True. What took you so long? He continues by reviewing the well-publicized data:

The first research into the link between football and traumatic brain injury was published in 2005. Since then, the science has become impossible to ignore. In 2017, The Journal of the American Medical Association published the results of the autopsies of the brains of 111 deceased former N.F.L. players, whose relatives gave their bodies up for study. The group was not a random sample, yet 110 showed signs of chronic traumatic encephalopathy, or C.T.E., a degenerative brain disease linked to concussions. Research published in November estimated that a minimum of 10 percent of all professional football players would develop C.T.E. at some point in their lives.

10% is wishful thinking, even for the  players who can still think.

Research published in The Journal of Pediatrics last month found that concussion rates for youth football players were higher than previously reported. In all, some 5 percent of all youth football players receive concussions each year, a figure that may sound low, but compounds with each additional year of play. In 2017, a study found that playing football before age 12 doubled the risk of problems with behavioral regulation, apathy and executive functioning. It tripled the risk of elevated depression…

Technology — in the form of, say, better helmets — will not save the game. Researchers note that helmets don’t prevent all concussions and might be making the problem worse, by giving players a false sense of invincibility.

Yeah, whatever. The Super Bowl this year should be terrific!

Then I learned something new and disgusting about Tom Brady, the New England Patriots quarterback who is also an ethics corrupter.Brady told a sports radio show last month that “Your body gets used to the hits. The brain understands the position that you are putting your body into, and my brain is wired for contact. I would say in some ways it has become callous to some of the hits.”

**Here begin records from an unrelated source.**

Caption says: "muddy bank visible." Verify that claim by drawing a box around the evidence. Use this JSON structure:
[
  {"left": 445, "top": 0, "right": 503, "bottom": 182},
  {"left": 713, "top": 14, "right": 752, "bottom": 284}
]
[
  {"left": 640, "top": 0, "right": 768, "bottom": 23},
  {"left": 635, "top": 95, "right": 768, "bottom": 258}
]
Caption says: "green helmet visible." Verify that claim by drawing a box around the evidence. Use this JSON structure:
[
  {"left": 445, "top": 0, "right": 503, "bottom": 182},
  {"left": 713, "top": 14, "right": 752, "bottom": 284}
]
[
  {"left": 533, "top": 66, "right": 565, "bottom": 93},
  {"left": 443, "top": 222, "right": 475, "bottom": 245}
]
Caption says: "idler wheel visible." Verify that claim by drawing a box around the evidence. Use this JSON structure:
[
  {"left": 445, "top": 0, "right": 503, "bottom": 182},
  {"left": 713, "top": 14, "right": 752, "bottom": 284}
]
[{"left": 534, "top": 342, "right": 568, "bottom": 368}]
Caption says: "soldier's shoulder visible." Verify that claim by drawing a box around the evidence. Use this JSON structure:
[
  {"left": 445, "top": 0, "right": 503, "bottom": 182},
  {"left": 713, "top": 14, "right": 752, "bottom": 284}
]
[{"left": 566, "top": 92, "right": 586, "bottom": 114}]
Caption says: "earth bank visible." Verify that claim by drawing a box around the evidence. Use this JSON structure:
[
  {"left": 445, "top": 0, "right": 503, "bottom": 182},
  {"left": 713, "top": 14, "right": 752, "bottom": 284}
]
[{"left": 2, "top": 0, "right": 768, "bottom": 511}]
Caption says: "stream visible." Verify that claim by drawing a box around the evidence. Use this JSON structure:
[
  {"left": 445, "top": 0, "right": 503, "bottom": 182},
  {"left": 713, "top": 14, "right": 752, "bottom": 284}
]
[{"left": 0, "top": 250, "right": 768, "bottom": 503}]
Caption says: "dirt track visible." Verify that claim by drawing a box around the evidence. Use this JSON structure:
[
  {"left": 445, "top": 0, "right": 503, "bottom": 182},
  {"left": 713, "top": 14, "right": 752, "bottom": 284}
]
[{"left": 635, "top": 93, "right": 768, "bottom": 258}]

Maybe Tom’ brain is already melting. More likely, he is just an unscrupulous tool of his industry. Brady’s former teammate, Ted Johnson, is 45 and suffering from symptoms characteristic of early Alzheimer’s disease as a results of all those concussions his brain was “used to.” He called Tom’s  remarks “irresponsible.”

That’s an understatement.

5 thoughts on “Replay: Still Time To Be Ethical And Decide Not To Watch The Super Bowl

  1. A week ago, I learned a high school classmate was killed when hit by a car while riding his bike at night. Age 71. Victor was not working out. He’d lost his car and then his license eight years ago. Victor was a charming, smart guy while in high school. A good team mate on our basketball team. From a family of Cuban Miami royalty, he should have been a prince in South Florida business and civic activity like his older brother. But Victor succumbed to plain old depression or bi-polar depression. It may have run in the family, but I think Victor’s playing full pads tackle football in seventh and eighth grades at the Coral Gables Youth Center (with other guys who would become classmates) must have had some effect on Victor’s brain. I always thought guys who played football were crazy, but I’ve come to believe it was playing football at a young age that MADE them crazy. So, I’ll skip today’s Super Fiasco in honor of Victor and a couple other classmates whose lives were dimmed by the great American pastime. (And it’s not a big loss. I can’t stand the gushing corporate excess anyway.)

  2. I decided to observe Super Bowl Sunday by taking my wife out for our Valentine’s Day date two days early. With everybody at home or in sports bars, you could waltz right into any nice restaurant and get seated right away, no reservation required.